Defensive linemen Jesse Aniebonam and Roman Braglio celebrate a sack during the Terps’ 35-17 win over USF at Capital One Field at Byrd Stadium on Sept. 19.
Roman Braglio has seen the West Virginia fan websites that mockingly compare Terrapins football players to celebrities, cartoon characters and athletes. He knows that the 60,000 Mountaineers fans packed into Milan Puskar Stadium on Saturday will be pining for a Terps loss.
And the defensive end remembers how the Terps’ most recent bout with their border-state rival ended. Braglio watched from the sideline as West Virginia kicker Josh Lambert’s 47-yard game-winner sailed through the uprights at Byrd Stadium last September.
“You kind of watch them run out on the field, and you sit there and watch,” Braglio said. “There’s nothing else you can do. Time’s up.”
During the week, coach Randy Edsall downplayed the Terps’ quest for revenge after last year’s heartbreaker, pointing out that this season’s squad differs from the 2014 group. Yet as Braglio reflected on the past, he seemed eager about Saturday’s contest.
“Now it’s our time,” Braglio said. “Now it’s our time to go take that victory back.”
The Terps and Mountaineers have met 51 times since 1919, and the two teams often compete for the same local high school talent.
But the Terps (2-1) haven’t traveled to Morgantown, West Virginia, since 2012, so linebacker Jefferson Ashiru told his teammates what to expect from the rowdy environment. The Connecticut transfer was a redshirt freshman when the Huskies traveled to play the Mountaineers (2-0) in 2011.
“He said he had played them when [former West Virginia outside linebacker] Bruce Irvin was still there,” linebacker Jermaine Carter Jr. said. “And every time Bruce Irvin made a play, that whole crowd was yelling ‘Bruce.’”
Edsall did his best to replicate the raucous environment this week, blaring simulated crowd noise during practice. Saturday marks the Terps’ first road game of the season, after they captured five of their seven wins last year away from College Park.
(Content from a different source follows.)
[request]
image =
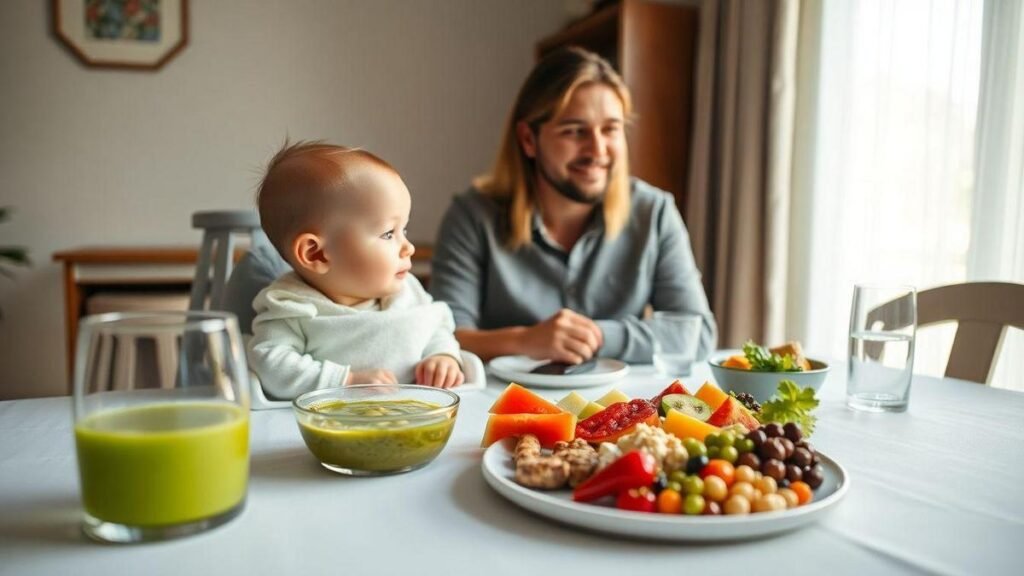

“Anytime you go on the road, it creates an us-against-the-world mentality,” offensive coordinator Mike Locksley said.
Last year’s loss was a product of a larger theme: the Terps’ inability to contain spread offenses. First-year defensive coordinator Keith Dudzinski’s 4-3 scheme didn’t seem to help the Terps’ efficiency against Bowling Green on Sept. 12. The Falcons compiled 692 yards on 105 offensive plays and handed the Terps a 48-27 defeat. Plus, when the Terps met West Virginia last year, the Mountaineers scored 28 of the game’s first 34 points.
The Terps came all the way back, though, tying the game at 37 in the fourth quarter before Lambert’s field goal secured a Mountaineers victory. They also have confidence in this year’s offense to match a West Virginia attack that has scored more than 40 points in each of its first two games.
Wide receiver Taivon Jacobs, who recorded a 70-yard catch for his first career touchdown last week in the Terps’ 35-17 win over South Florida, expressed confidence in quarterback Caleb Rowe. The 6-foot-3 signal caller threw for four scores against the Bulls, the most since quarterback Danny O’Brien in 2010.
“We was injured together in the offseason last year,” Jacobs said. “We was in treatment together, so our bond got stronger.”
Before last year’s thriller, the Terps captured a 37-0 rout over the Mountaineers in 2013. But when Bovada Sportsbook released the spread for Saturday’s game, it listed the Mountaineers as 17-point favorites.
Edsall’s bunch knows they are considered the underdogs, and they know the West Virginia crowd is going to be loud. Jacobs said it’s the Terps’ job to be ready.
“They’re going to come out and try to hit us in the mouth,” Jacobs said. “And we got to be able to retaliate. We going to their hometown and their home field. They’re not going to let us just come out there and take an easy win.”